Por isso, relatórios de desempenho bem estruturados fazem toda a diferença. Eles ajudam a transformar percepções em análises consistentes, alinhar expectativas e criar uma base confiável para decisões de gestão, especialmente em empresas com mais de 30 colaboradores, onde o volume de avaliações cresce e a complexidade aumenta.
Nesse cenário, ter um exemplo de relatório de desempenho de funcionário como referência é essencial. Um bom modelo orienta o que avaliar, como organizar as informações e quais critérios não podem faltar para garantir clareza, padronização e comparabilidade ao longo do tempo.
Com o apoio da tecnologia e de um software para relatórios de RH, esse processo se torna ainda mais eficiente, reduzindo erros manuais e facilitando análises mais estratégicas. Ao longo deste artigo, você verá como estruturar um relatório de desempenho eficaz, o que escrever em cada etapa e como usar modelos prontos para ganhar agilidade sem perder qualidade.
Um relatório de desempenho eficiente começa antes da escrita. Ele depende de método, critérios bem definidos e alinhamento com os objetivos da empresa.

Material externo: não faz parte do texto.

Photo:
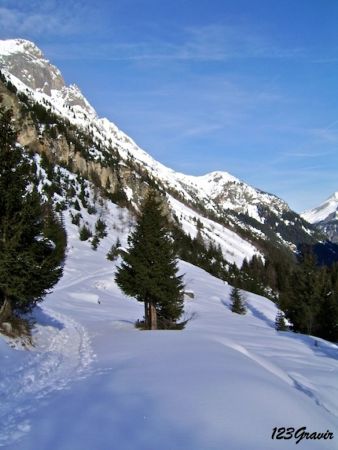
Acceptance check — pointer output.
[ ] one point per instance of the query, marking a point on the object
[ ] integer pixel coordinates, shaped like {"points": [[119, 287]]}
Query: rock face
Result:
{"points": [[325, 217], [69, 131]]}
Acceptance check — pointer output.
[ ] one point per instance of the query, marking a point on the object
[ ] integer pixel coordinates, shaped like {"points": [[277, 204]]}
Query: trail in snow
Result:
{"points": [[61, 354]]}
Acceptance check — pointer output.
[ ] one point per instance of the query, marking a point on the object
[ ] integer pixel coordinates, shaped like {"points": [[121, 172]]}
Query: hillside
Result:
{"points": [[57, 120], [92, 381], [325, 217]]}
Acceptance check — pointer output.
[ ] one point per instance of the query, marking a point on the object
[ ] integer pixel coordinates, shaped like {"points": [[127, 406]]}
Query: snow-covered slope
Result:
{"points": [[325, 217], [94, 382], [326, 211], [219, 193]]}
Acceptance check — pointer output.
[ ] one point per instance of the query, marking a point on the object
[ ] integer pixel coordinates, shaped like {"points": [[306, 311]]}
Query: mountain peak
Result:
{"points": [[25, 61], [13, 46]]}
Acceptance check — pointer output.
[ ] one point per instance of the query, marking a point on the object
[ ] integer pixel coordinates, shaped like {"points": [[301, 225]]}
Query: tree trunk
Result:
{"points": [[5, 310], [153, 316], [146, 315]]}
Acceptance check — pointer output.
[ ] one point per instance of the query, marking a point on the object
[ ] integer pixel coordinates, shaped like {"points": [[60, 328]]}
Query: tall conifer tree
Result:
{"points": [[30, 263], [149, 269]]}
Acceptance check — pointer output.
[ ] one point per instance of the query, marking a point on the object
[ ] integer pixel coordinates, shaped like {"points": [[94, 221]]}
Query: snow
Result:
{"points": [[93, 381], [211, 190], [323, 211]]}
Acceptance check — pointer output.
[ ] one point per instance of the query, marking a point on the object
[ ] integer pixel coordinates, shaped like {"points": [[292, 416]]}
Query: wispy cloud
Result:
{"points": [[211, 43], [34, 18]]}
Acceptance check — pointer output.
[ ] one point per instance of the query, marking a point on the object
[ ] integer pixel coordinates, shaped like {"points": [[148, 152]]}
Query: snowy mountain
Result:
{"points": [[99, 150], [325, 217], [93, 381]]}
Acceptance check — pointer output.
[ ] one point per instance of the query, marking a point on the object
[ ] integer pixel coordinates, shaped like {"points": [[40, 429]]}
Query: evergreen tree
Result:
{"points": [[30, 260], [149, 269], [327, 321], [237, 303], [301, 302], [280, 324]]}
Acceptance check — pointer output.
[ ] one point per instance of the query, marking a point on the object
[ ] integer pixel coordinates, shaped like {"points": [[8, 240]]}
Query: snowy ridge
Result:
{"points": [[327, 210], [195, 389]]}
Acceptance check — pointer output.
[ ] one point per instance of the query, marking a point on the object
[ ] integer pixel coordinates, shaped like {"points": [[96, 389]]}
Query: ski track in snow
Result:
{"points": [[50, 366]]}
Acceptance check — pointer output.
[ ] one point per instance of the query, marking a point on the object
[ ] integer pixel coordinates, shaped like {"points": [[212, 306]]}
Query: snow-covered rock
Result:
{"points": [[325, 217]]}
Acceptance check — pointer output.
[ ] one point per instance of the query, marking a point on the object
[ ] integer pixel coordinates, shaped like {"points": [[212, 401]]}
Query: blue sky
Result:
{"points": [[245, 86]]}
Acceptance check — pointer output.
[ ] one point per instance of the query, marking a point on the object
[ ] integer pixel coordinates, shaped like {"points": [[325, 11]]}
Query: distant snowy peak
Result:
{"points": [[324, 212], [25, 61]]}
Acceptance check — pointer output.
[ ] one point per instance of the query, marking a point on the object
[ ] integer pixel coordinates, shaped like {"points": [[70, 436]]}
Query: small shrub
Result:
{"points": [[100, 228], [85, 233]]}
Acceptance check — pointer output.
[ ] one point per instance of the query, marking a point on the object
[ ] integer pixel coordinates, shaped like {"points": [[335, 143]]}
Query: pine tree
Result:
{"points": [[237, 303], [30, 261], [149, 269], [301, 302], [280, 324]]}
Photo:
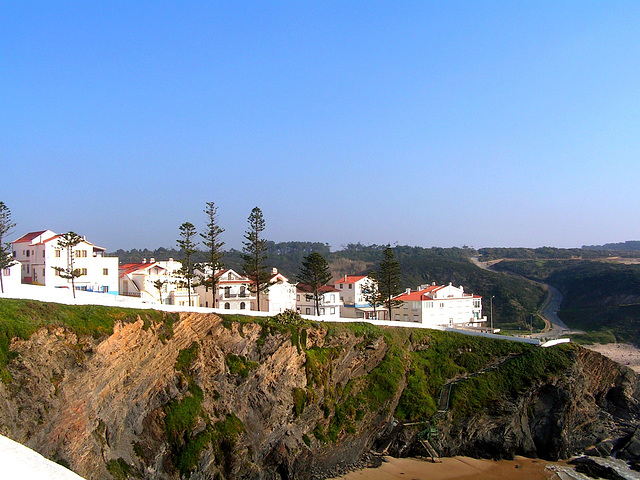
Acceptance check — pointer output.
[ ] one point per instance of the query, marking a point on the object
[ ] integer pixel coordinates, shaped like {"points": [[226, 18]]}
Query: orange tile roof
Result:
{"points": [[351, 279], [303, 287], [127, 268], [28, 237]]}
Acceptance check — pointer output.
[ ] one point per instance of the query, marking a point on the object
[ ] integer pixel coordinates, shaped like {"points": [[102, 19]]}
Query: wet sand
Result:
{"points": [[622, 353], [521, 468]]}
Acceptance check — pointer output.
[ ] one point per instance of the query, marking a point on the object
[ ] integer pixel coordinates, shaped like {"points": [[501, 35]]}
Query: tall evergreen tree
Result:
{"points": [[254, 255], [388, 278], [6, 225], [68, 241], [315, 273], [211, 240], [188, 248], [371, 294]]}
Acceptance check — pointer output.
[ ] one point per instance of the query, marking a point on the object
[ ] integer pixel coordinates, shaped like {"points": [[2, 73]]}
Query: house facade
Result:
{"points": [[354, 304], [139, 280], [280, 295], [440, 306], [39, 253], [330, 302], [232, 292], [11, 277]]}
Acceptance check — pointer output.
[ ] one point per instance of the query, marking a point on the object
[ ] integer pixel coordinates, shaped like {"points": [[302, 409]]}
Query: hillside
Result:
{"points": [[600, 297], [515, 299], [126, 394]]}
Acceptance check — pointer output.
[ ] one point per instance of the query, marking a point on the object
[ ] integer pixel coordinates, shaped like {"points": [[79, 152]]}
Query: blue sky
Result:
{"points": [[424, 123]]}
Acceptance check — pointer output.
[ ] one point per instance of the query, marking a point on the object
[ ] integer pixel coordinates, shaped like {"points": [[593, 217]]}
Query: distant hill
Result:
{"points": [[629, 245]]}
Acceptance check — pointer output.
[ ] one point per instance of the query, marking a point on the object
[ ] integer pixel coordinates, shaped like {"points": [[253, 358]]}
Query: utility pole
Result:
{"points": [[491, 302]]}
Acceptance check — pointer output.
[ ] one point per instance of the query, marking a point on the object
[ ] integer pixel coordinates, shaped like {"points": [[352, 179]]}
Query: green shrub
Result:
{"points": [[239, 365]]}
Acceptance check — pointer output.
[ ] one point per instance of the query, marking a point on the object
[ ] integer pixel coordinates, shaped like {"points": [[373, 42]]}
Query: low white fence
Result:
{"points": [[65, 295]]}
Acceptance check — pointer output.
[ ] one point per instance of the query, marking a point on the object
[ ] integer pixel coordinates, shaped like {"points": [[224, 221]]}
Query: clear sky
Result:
{"points": [[445, 123]]}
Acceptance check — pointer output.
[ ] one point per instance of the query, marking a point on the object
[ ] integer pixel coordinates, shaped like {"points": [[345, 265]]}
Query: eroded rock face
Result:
{"points": [[89, 403], [228, 400], [594, 404]]}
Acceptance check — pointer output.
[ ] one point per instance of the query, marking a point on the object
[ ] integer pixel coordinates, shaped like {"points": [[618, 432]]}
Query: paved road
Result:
{"points": [[549, 310]]}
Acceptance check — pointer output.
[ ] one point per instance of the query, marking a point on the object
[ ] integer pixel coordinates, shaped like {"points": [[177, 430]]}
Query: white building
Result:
{"points": [[330, 302], [354, 304], [440, 305], [39, 253], [280, 296], [11, 277], [232, 292]]}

Empresas mais maduras adotam ciclos trimestrais ou semestrais, o que permite acompanhar evolução, identificar padrões e agir com antecedência, como explica Cristina Martín, diretora de RH da Sesame:
“Um bom relatório de desempenho não serve apenas para avaliar o passado. Ele existe para orientar decisões futuras e apoiar o desenvolvimento contínuo das pessoas.”
É fundamental ainda, que o relatório seja claro, objetivo e comparável ao longo do tempo, algo difícil de garantir quando o processo depende apenas de documentos manuais.
O conteúdo do relatório precisa ir além de opiniões pessoais. Avaliações eficazes combinam dados, exemplos concretos e critérios padronizados. Veja alguns elementos que não podem faltar, a seguir.
Avaliações ganham força quando são sustentadas por fatos. Exemplos concretos de entregas, comportamentos ou resultados ajudam a contextualizar a análise e tornam o feedback mais claro, justo e acionável.
Misturar elogios e críticas no mesmo bloco compromete a clareza do relatório. Separar pontos fortes de oportunidades de desenvolvimento facilita o entendimento e orienta melhor as próximas ações, tanto para o colaborador quanto para o gestor.
Um bom relatório não termina na avaliação de desempenho. Ele deve indicar caminhos: treinamentos, novos desafios, ajustes de função ou acompanhamentos futuros. Esse direcionamento transforma o relatório em uma ferramenta real de desenvolvimento.
Outro ponto fundamental é evitar termos genéricos ou excessivamente subjetivos. Quando o relatório não explica claramente por que um desempenho foi considerado positivo ou negativo, ele perde valor analítico e pode gerar interpretações equivocadas, exatamente o oposto do que o RH estratégico busca.
A abertura do relatório define o tom de toda a avaliação. Um erro comum é começar diretamente com julgamentos ou notas finais, sem qualquer contextualização, o que pode gerar resistência e comprometer a credibilidade do documento.
Um bom relatório de desempenho deve começar situando claramente o leitor. Isso inclui três elementos essenciais.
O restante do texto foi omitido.